Essentially, this prompt is asking ChatGPT to act like a supervisor: questioning your propositions so that you can develop more convincing arguments. I’ve never used the text it produces directly; instead, this prompt is a creative tool to test my ideas. You cannot ask a human editor to do this on your thesis, so technically, this use of ChatGPT falls outside of the current ANU guidelines for appropriate use by PhD students.

However, as a working academic who doesn’t always have colleagues willing to read and critique my work, I find this prompt invaluable. The imagination required to anticipate readers’ responses is an academic superpower, requiring cognitive flexibility and knowledge of other literatures. It’s probably not a good idea to get too reliant on this feature: as they say, use it or lose it. On the other hand, imagination can be in short supply when you are overwhelmed, isolated, or just so deep in the weeds that you have lost perspective.

“Can you peer-review this text for me, look for logical argumentation problems?” Similarly to the previous prompt, this one is asking ChatGPT to perform the role of supervisor or mentor and therefore not appropriate for ANU thesis writers. However, for me, it’s pure gold.
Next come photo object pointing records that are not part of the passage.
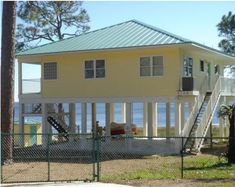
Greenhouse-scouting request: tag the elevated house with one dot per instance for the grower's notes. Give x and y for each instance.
(126, 63)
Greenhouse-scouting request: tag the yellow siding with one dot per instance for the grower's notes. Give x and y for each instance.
(122, 75)
(200, 76)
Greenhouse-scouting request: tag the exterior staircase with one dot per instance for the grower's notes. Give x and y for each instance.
(54, 123)
(200, 118)
(190, 142)
(37, 108)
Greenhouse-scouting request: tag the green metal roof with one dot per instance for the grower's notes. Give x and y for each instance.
(128, 34)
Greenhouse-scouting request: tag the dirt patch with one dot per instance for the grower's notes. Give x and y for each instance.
(181, 183)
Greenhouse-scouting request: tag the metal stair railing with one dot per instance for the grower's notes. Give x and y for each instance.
(208, 114)
(195, 110)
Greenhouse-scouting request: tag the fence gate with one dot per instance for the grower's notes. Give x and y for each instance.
(51, 158)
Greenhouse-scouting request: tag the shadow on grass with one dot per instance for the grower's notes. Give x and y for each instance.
(214, 166)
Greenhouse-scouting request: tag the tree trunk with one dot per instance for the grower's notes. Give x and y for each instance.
(7, 77)
(231, 146)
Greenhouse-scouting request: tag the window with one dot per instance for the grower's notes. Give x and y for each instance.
(94, 69)
(188, 67)
(50, 71)
(217, 69)
(202, 65)
(151, 66)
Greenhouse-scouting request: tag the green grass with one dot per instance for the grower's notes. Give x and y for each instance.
(195, 167)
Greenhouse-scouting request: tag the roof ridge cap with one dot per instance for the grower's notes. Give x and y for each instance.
(72, 37)
(162, 31)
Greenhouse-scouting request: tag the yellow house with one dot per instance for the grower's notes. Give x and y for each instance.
(126, 63)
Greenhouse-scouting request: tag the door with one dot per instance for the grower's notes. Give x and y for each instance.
(33, 135)
(209, 75)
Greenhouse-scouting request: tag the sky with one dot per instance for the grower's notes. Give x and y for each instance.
(192, 20)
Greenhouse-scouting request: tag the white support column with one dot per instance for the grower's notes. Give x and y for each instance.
(177, 118)
(168, 119)
(123, 112)
(128, 118)
(107, 119)
(112, 116)
(226, 121)
(21, 125)
(72, 118)
(190, 106)
(84, 118)
(155, 125)
(182, 115)
(145, 119)
(151, 119)
(20, 78)
(93, 117)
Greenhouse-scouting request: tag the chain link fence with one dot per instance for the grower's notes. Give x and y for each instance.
(52, 157)
(47, 157)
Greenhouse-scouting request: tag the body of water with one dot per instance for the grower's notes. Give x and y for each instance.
(100, 116)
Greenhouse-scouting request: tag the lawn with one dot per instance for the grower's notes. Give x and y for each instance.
(205, 169)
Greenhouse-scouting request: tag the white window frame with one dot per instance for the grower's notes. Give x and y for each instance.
(151, 66)
(43, 72)
(204, 62)
(95, 69)
(188, 67)
(217, 69)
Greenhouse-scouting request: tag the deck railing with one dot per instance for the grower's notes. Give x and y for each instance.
(228, 85)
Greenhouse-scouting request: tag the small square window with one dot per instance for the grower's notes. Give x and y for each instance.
(50, 71)
(94, 69)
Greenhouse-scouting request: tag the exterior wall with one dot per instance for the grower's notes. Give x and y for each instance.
(122, 75)
(199, 76)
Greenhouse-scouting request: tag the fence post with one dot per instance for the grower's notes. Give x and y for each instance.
(95, 155)
(98, 158)
(182, 157)
(48, 155)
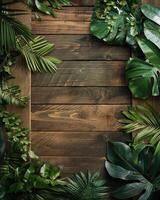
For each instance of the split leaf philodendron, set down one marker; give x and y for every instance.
(138, 168)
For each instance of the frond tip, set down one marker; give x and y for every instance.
(35, 53)
(144, 122)
(86, 187)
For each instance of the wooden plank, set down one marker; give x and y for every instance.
(22, 75)
(86, 47)
(82, 73)
(83, 2)
(69, 14)
(76, 117)
(60, 27)
(71, 165)
(80, 95)
(81, 144)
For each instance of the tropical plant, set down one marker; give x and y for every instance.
(117, 22)
(47, 7)
(143, 76)
(86, 187)
(144, 123)
(137, 168)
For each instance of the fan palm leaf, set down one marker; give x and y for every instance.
(10, 27)
(86, 187)
(35, 53)
(144, 122)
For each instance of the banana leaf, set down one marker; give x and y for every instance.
(134, 167)
(151, 12)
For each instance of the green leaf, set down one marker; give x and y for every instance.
(152, 32)
(151, 12)
(35, 53)
(116, 22)
(143, 78)
(129, 190)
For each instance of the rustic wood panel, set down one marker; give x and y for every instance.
(76, 117)
(152, 101)
(80, 95)
(71, 165)
(85, 47)
(91, 73)
(75, 110)
(81, 144)
(69, 14)
(60, 27)
(83, 2)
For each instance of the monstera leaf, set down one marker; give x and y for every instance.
(138, 167)
(144, 122)
(116, 22)
(143, 76)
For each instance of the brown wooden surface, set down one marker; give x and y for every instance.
(76, 117)
(90, 73)
(80, 95)
(76, 110)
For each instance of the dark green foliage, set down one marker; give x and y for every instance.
(144, 122)
(47, 7)
(137, 167)
(117, 22)
(86, 187)
(143, 76)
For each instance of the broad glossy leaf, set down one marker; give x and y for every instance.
(129, 190)
(152, 32)
(151, 12)
(116, 22)
(143, 78)
(137, 182)
(99, 29)
(151, 51)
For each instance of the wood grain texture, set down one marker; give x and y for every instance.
(81, 144)
(80, 95)
(85, 47)
(76, 117)
(60, 27)
(89, 73)
(83, 2)
(69, 14)
(75, 164)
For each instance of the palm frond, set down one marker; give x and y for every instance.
(47, 7)
(144, 122)
(11, 28)
(86, 187)
(35, 53)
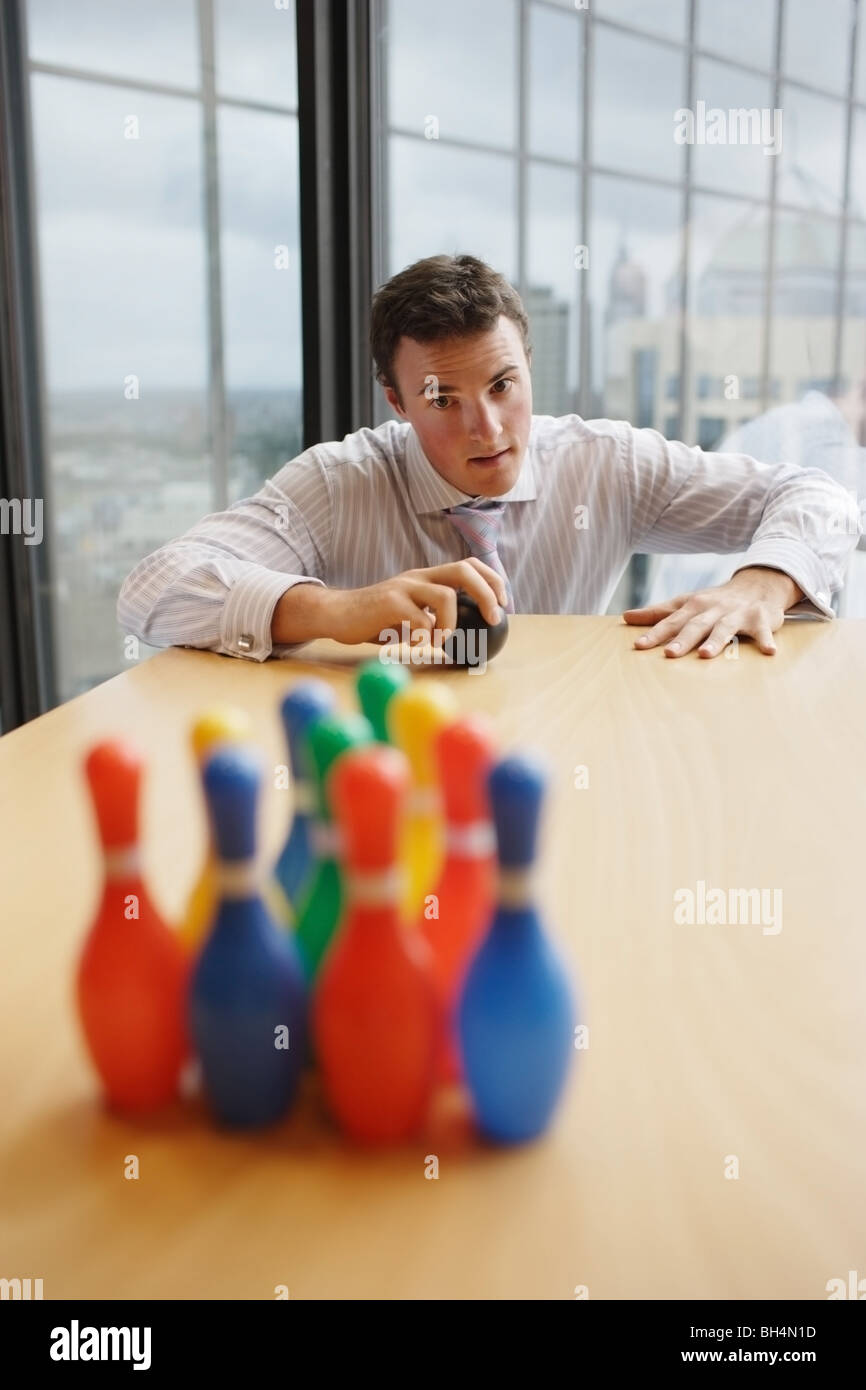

ChatGPT is surprisingly good at actually naming the logical errors, and I would rather hear it from a machine than get a desk reject for my paper.

“Now pretend you are an academic in (insert discipline) – ask me six difficult questions about this text” / “You a person who doesn’t believe (your key proposition), now ask me five difficult questions”: Some academic disciplines are notorious for asking really hard questions when students present at conferences (looking at you Economics. Yes – you). Worse, curly questions can really derail you during an oral examination or viva. One of the best ways to prepare for questions is to convene a panel of clever friends and colleagues and ask them to grill you. Unfortunately, convening a panel is not always practical. ChatGPT is a good stand-in for a scary audience.

Have a look at this prompt exchange I used to test out my conference script for SRHE in Birmingham. It’s not perfect, but honestly, it’s quite close. Is this fair use for students according to the advice from ANU outlined at the start? It’s hard to say because while this prompt is asking ChatGPT to act like a supervisor, not a thesis editor. However, the text it’s producing is meant to help you prepare for a performance, not write your thesis. I think it’s a good example of the difficulty of making blanket guidelines around this technology.

Finally, don’t forget “proofread this text and correct errors”I ran this blog post through ChatGPT, and it found a few! Totally ok use for students under the ANU advice and quicker than trying to do it myself.

OK, I’m on the road in the UK at the moment, so this is all I have time for. I have many more prompts, which I am happy to share in another post if people are interested.